Thread

  1. Re: [HACKERS] Fwd: Joins and links

    Hannu Krosing <hannu@trust.ee> — 1999-07-09T13:55:02Z

    Leon wrote:
    > 
    > Hannu Krosing wrote:
    > 
    > > The difference will quickly degrade as more rows are fetched in one
    > > query and cache misses and disk head movement start rattling your
    > > disks. The analogy being a man who needs 10 different items from a
    > > supermarket and takes 10 full round trips from home to buy them.
    > 
    > Frankly, I didn't even consider fetching database from disk.
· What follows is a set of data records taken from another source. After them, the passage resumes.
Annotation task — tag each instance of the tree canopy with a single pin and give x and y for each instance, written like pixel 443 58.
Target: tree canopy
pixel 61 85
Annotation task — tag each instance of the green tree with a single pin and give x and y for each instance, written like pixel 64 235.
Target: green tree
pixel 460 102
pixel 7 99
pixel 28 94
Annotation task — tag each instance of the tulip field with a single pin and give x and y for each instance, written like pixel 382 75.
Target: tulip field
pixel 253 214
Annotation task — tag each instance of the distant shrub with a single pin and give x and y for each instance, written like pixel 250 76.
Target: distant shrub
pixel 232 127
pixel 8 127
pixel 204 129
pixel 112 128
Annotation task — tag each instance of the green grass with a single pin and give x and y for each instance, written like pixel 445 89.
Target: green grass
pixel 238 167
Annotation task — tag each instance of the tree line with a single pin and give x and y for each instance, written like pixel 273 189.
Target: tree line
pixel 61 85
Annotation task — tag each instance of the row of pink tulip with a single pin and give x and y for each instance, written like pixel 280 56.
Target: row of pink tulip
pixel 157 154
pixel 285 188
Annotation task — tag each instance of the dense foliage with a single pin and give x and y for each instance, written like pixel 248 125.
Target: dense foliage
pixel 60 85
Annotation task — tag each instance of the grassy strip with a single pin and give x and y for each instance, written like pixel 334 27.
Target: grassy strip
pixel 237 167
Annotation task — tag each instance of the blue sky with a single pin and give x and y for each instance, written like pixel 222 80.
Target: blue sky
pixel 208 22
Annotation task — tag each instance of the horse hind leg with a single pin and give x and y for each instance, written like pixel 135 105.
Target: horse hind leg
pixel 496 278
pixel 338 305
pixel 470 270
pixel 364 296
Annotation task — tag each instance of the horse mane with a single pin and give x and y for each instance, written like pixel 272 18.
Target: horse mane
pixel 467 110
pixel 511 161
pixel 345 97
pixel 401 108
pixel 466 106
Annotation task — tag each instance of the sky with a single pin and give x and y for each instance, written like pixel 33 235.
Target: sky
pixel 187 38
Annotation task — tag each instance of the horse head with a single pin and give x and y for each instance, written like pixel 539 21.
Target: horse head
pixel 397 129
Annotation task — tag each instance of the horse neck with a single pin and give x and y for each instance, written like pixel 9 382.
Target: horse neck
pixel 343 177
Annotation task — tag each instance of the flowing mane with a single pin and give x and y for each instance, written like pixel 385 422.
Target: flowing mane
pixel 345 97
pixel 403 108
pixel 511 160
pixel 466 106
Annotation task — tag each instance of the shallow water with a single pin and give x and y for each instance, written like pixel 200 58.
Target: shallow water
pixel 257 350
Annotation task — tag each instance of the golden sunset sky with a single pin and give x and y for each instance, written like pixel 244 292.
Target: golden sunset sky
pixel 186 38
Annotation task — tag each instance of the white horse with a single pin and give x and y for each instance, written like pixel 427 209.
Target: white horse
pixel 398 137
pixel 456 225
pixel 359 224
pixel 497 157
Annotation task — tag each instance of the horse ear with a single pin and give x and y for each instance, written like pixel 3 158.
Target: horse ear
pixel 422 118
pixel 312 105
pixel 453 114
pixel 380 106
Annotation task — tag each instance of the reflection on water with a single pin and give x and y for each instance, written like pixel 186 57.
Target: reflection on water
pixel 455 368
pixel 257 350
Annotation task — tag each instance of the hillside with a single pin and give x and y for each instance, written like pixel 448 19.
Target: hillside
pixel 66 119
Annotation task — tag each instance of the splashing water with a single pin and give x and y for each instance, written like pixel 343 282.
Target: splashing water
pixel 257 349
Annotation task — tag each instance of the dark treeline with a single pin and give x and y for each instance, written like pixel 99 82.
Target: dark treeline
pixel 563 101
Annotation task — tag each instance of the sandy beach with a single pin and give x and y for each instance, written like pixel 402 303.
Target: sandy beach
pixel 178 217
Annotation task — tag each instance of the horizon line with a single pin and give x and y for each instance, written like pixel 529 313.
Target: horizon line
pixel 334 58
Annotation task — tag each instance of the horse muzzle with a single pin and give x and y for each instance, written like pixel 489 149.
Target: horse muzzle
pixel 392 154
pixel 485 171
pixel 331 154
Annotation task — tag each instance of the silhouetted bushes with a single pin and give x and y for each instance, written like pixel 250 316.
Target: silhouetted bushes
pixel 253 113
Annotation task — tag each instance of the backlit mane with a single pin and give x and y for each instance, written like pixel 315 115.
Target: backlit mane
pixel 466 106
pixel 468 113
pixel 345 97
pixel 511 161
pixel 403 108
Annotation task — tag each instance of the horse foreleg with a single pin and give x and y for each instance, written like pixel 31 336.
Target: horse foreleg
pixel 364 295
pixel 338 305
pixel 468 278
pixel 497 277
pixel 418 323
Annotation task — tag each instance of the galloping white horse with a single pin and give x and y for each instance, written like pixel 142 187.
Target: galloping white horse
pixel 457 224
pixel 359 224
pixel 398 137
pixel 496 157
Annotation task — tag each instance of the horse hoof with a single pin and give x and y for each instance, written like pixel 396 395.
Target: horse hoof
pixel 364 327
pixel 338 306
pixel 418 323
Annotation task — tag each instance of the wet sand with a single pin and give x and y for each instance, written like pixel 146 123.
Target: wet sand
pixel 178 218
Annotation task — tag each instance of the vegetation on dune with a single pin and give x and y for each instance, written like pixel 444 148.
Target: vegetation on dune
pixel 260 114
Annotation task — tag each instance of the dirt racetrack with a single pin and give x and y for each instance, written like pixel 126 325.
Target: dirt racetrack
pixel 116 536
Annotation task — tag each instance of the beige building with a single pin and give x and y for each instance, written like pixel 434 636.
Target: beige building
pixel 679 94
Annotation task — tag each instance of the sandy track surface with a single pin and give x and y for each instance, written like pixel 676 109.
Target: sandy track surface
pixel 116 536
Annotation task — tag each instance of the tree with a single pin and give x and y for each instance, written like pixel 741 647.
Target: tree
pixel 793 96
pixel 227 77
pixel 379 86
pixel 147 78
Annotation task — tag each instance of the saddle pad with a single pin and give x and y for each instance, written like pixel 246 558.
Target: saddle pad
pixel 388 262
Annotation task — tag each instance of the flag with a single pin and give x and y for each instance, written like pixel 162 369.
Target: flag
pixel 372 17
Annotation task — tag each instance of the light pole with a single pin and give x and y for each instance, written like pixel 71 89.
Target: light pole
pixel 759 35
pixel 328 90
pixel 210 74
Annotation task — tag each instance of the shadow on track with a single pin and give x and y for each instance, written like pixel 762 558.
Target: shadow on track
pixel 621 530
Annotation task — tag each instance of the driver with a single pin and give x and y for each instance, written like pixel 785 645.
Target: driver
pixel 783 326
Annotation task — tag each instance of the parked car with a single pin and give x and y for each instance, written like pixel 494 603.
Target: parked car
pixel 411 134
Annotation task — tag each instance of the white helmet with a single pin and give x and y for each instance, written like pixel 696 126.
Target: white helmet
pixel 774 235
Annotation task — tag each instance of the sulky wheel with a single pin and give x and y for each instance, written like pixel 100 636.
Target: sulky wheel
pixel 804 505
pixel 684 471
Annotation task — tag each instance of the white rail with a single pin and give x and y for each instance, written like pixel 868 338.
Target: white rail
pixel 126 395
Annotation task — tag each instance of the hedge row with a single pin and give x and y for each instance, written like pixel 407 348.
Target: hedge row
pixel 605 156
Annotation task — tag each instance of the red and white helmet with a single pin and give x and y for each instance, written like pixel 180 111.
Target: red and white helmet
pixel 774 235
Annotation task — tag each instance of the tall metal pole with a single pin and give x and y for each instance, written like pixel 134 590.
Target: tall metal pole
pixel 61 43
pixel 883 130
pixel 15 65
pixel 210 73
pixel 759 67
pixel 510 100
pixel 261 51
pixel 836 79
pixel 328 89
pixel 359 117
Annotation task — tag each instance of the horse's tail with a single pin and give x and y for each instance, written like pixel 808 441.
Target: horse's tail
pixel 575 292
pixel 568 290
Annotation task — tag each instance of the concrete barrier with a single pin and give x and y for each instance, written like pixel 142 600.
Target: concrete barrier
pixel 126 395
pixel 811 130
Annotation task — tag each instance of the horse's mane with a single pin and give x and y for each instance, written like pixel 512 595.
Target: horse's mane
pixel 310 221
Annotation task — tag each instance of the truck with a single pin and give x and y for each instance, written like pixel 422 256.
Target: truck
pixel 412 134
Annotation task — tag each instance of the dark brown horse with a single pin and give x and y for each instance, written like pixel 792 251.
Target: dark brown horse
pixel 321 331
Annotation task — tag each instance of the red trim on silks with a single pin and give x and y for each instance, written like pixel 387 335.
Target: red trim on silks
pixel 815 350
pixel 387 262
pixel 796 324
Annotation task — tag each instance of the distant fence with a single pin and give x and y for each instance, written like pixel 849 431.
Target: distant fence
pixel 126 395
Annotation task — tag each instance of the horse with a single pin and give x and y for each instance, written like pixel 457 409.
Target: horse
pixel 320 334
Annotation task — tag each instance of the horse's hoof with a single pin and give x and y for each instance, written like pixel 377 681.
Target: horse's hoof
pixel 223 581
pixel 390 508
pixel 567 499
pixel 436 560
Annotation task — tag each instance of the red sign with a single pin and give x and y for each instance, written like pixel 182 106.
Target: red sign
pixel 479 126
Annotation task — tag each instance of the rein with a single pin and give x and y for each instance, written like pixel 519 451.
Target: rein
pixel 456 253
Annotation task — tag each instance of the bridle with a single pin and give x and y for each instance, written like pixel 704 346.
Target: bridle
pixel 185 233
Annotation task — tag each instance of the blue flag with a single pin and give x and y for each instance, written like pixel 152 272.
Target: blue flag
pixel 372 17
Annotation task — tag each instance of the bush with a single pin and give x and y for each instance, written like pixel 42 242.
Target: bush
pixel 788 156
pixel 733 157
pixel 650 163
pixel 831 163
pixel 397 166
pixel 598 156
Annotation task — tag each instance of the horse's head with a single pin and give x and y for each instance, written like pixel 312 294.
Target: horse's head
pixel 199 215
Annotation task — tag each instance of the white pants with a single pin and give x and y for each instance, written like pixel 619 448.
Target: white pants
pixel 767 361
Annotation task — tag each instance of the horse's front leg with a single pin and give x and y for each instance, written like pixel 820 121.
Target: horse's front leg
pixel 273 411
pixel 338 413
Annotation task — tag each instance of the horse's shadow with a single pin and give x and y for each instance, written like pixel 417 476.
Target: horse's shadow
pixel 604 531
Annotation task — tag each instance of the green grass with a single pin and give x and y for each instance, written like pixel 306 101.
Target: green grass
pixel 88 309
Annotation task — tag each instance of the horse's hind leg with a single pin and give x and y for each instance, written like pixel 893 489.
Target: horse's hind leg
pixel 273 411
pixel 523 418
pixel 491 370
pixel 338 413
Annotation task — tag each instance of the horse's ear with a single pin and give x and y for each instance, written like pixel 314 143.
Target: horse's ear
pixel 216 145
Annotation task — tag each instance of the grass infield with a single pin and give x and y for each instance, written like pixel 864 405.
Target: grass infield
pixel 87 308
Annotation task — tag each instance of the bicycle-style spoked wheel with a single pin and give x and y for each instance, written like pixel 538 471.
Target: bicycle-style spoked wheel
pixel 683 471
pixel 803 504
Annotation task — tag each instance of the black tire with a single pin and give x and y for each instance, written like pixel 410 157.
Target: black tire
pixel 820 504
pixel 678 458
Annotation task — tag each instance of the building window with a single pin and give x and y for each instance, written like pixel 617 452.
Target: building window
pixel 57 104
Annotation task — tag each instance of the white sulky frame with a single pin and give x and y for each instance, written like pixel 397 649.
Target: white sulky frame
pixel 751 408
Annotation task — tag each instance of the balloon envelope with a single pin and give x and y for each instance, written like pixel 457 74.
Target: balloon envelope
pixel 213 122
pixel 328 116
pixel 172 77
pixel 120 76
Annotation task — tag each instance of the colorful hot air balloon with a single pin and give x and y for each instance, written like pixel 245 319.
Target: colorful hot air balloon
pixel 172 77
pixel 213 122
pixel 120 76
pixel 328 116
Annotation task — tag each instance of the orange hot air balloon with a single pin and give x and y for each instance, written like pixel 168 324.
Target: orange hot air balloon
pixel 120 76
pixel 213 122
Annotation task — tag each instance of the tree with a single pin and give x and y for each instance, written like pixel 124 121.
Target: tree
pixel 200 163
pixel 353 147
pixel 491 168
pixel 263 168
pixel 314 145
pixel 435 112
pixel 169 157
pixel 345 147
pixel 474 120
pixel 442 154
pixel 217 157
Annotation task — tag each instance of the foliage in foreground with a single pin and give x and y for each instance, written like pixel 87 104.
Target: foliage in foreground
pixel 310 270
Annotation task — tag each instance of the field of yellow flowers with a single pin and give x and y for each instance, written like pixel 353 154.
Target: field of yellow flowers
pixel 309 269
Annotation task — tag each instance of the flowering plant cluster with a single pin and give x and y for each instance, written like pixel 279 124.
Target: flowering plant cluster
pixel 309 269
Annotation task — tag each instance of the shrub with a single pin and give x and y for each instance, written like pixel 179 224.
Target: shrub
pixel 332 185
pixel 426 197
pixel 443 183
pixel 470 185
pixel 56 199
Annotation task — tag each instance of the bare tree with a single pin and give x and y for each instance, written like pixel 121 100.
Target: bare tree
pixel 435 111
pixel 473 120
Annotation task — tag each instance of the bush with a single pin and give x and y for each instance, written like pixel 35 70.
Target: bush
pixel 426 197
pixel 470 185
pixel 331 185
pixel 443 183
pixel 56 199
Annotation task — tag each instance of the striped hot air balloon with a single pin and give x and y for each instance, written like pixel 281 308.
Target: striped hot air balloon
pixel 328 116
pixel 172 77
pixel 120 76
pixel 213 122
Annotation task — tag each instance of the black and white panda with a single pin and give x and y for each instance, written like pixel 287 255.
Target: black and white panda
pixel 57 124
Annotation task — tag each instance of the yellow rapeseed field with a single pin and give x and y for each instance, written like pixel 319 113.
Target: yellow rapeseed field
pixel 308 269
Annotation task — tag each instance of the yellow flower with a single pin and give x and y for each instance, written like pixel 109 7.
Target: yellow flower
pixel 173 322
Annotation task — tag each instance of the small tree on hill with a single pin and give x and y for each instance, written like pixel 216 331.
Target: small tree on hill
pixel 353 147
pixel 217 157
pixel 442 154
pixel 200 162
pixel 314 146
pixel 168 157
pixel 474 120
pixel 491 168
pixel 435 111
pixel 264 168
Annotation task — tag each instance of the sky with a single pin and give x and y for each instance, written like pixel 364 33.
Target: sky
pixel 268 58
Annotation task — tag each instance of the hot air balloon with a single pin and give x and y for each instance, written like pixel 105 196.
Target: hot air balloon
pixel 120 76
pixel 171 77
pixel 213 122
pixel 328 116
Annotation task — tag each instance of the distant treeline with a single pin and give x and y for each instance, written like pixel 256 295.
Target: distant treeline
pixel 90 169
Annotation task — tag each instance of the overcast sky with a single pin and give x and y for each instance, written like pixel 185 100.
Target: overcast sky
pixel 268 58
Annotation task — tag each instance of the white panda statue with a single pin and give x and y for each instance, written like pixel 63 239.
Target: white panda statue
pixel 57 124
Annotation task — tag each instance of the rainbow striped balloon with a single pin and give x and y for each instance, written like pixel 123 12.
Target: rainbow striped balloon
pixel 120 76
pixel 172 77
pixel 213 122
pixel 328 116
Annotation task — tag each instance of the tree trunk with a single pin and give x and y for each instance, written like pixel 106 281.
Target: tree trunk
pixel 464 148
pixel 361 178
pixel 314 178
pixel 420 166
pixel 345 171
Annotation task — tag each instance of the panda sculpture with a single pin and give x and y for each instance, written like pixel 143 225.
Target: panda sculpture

This
    > slows queries immensely and I wonder if there exist someone who
    > doesn't keep their entire DB in RAM.
    
    Well, I personally dont even know, how I could keep my entire PostgreSQL 
    DB in RAM :)
    
    It would be interesting to know what percentage of people do use 
    PostgreSQL for databases that are small enough to fit in RAM - 
    surely not the ones who need splitting of tables >2GB.
    
    And I think that setting up PostgreSQL for maximum RAM usage would 
    make a nice topic for "Optimizing PostgreSQL". 
    
    When my backends are mostly idle they usually use about 3-4MB of memory, 
    (hardly enough for any database :).
    
    It is quite possible that some bigger tables end up in a disk-cache, 
    but you can expect to find all your data in that cache only if you do 
    many queries on the same tables in a row, and the machine is otherways 
    idle.
    
    > I think the gain will raise with the number of tables, because
    > the more tables - the more index lookups are saved.
    
    My point is that sometimes even sequential scan is faster than index
    lookup,
    and not only due to overhead of using the index, but due to better disk 
    performance of sequential reads vs. random reads
    
    For in-memory databases this of course does not count.
    
    Still I'm quite sure that the main effort in PostgreSQL development has
    so 
    far gone to optimising queries where most of the data is fetched from
    the 
    disk.
    
    > > Fixing the optimizer would get a performance gain on a far wider
    > > range of tasks, and is still needed for links.
    > 
    > But general fixing of optimizer is total rewritement of it, whereas
    > link fix is almost a fast hack.
    
    I'm not too sure about it. It certainly can be done without a _total_ 
    rewrite, but getting all the new node types and access methods into the 
    parser/planner/executor may not be trivial. 
    
    One idea would be a cross-table OID index for anything in memory.
    Then, assuming that everything is in-memory, using oids as links would
    be 
    only trivially, if at all, slower (2-10 memory accesses and comparisons) 
    than "straight" link lookup, that could also be chasing linear chains of 
    forward-id-links on frequently updated DBs. On infrequently updated DBs 
    you could just use triggers and/or cron jobs to keep your reports
    updated,
    I quess that this is what most commercial OLAP systems do.
    
    Actually I lived my first halfyear of using PostgreSQL under a delusion 
    that lookup by OID would be somewhat special (fast). 
    Probably due to my misunderstanding of the (ever diminishing) O in
    ORDBMS :) 
    There have been some attempts to get the object-orientedness better 
    supported by PGSQL, (possibly even some contrib funtions), but nobody
    seems 
    to have needed it bad enough to
    1) implement it
     and 
    2) shout long enough to get it included in standart distibution. 
    Most (all?) of the developers seem to be die-hard RDBMS guys and thanks 
    to that we have now a solid and reasonably fast Relational DBMS with 
    some OO rudiments
    
    So I quess that unless you do (at least part of) links, no-one else will
    ;(
    
    > Unfortunately I already have a project to work on. There is too
    > little of me for two projects.
    
    Darn! I almost hoped we would get one more PostgreSQL hacker as I'm sure 
    that after familiarising oneself with the code enougth to implement
    links 
    one would be quite capable of helping with most of PostgreSQL
    development
    <grin>
    
    ----------------------
    Hannu